Nokia has said it is rejoining the WiMax Forum just a month after the company purposely allowed its membership in the organisation to lapse.

At the company's annual Connections event this week, general manager of its networking business Sari Baldauf told journalists Nokia decided to leave because WiMax had no short-term impact on its plans, but then changed its mind because of heavy involvement in the forum by the rest of the telecoms industry.

"The decision [to leave the group] was perhaps made too much on a practical basis rather than with regard to what the rest of the world is doing," Baldauf said. Some industry observers said the u-turn looked like a move to associate the company with a high-profile technology in order to please investors and analysts, at a time when Nokia was struggling to shore up its handset market share.

The WiMax Forum is the standardisation group pushing the IEEE 802.16 family of wireless broadband technologies. It currently has 105 members including Alcatel, AT&T, BT, Fujitsu and Intel.

Nokia's move is the latest shift in the history of a technology that has consistently made the headlines, despite the fact that the first standardised equipment won't appear until next year. 802.16 and WiMax are an effort to bring a hotch-potch of fixed and mobile wireless broadband efforts together under a single standard, creating the commoditisation and resulting low equipment prices enjoyed by the wireless LAN industry. The first wave of the technology, using the 802.16d and 802.16a standards, will replace the fixed wireless broadband systems that are already in use.

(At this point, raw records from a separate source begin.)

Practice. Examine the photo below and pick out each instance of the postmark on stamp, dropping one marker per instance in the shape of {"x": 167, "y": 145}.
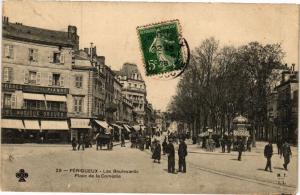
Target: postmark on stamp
{"x": 165, "y": 52}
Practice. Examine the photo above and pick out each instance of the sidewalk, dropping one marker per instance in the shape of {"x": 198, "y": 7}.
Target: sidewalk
{"x": 252, "y": 164}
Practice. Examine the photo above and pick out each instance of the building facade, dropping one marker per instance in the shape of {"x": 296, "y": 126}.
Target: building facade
{"x": 36, "y": 67}
{"x": 287, "y": 106}
{"x": 134, "y": 89}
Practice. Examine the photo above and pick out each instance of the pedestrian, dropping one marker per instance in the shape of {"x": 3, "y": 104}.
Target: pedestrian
{"x": 164, "y": 145}
{"x": 223, "y": 144}
{"x": 157, "y": 152}
{"x": 249, "y": 142}
{"x": 171, "y": 156}
{"x": 182, "y": 153}
{"x": 287, "y": 153}
{"x": 148, "y": 142}
{"x": 240, "y": 148}
{"x": 74, "y": 143}
{"x": 279, "y": 145}
{"x": 229, "y": 143}
{"x": 122, "y": 140}
{"x": 268, "y": 152}
{"x": 81, "y": 142}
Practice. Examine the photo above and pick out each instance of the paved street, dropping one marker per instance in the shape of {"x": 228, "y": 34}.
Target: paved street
{"x": 206, "y": 172}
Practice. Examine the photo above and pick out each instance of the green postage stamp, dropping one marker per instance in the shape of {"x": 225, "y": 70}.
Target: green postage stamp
{"x": 163, "y": 48}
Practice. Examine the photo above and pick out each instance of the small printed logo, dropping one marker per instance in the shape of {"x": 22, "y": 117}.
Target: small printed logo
{"x": 22, "y": 175}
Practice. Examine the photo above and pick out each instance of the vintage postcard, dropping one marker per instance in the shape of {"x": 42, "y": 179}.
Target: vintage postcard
{"x": 127, "y": 97}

The second wave, more of interest to mobile equipment makers such as Nokia, will use the mobile 802.16e standard. But even WiMax's most vocal backers, such as Intel, say 802.16e equipment won't be around for several years. Nokia said it left the WiMax Forum because the technology simply wasn't relevant to its plans in the near term - though some analysts speculated the company was concerned WiMax would compete with Nokia's 3G efforts.

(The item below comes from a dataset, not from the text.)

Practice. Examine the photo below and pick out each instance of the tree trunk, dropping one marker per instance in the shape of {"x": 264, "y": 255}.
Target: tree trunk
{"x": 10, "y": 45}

Other Forum members said lack of interest seemed a more likely motivation. Nokia had next to no involvement in the group beginning just after its foundation, said a spokeswoman for Alvarion, a wireless broadband equipment maker. "Nokia dropped out in substance about a year ago," she said. "The issue came up again now because their membership fee came up for renewal and they just didn’t renew."

Nokia told Techworld that when it left the group the fixed WiMax standards were the only ones being actively developed; since then, more attention has been given to the mobile standard. "There has recently been an initiative to standardise 802.16e, the mobile version. For us that is entirely different," said Oscar Salonaho, head of Nokia's technology marketing.

The addition of high-profile new members to the forum probably did not hurt, according to an analyst. "Having seen this huge group of service providers sign up, including BT and France Telecom, Nokia knew they couldn't ignore this," said Richard Webb of Infonetics Research.

The company's relationship with WiMax has drawn so much attention partly because Nokia was one of the most high-profile founding members of the Forum in the first place; it created the group last April along with Intel, Fujitsu and specialist wireless players such as Alvarion.

The Forum's success is such that equipment maker Navini, which formerly backed the rival 802.20 standard, recently switched camps, while telecommunications heavyweights such as BT, France Telecom and Qwest Communications have also come on board. Alcatel has announced the the first 802.16d equipment using Intel chips, which should appear later this year and be ratified next year.

The WiMax Forum members, chiefly Intel, have gone to great efforts to promote WiMax as the way to standardise both fixed and mobile broadband wireless networks, but the reality is that only fixed systems will be in use in the near future, say industry analysts. As a result, companies interested in using WiMax as a replacement for or complement to fixed technologies, such as DSL, are flocking to join the Forum, while those interested in mobility are keeping their distance.

Nokia has had plenty of other issues to deal with recently. At this week's meeting the company promised to release mid-range and clamshell handsets, the lack of which has been partly responsible for falling market share. The company is in the midst of a controversial campaign to take a controlling stake in smartphone operating system maker Symbian; its deal was approved by German competition authorities this week but other Symbian shareholders may still rebel.

It has also undermined partner RIM's $54 million patent battle this week by paying the company RIM is in dispute with, NTP, to licence its technology so it can release a new smartphone.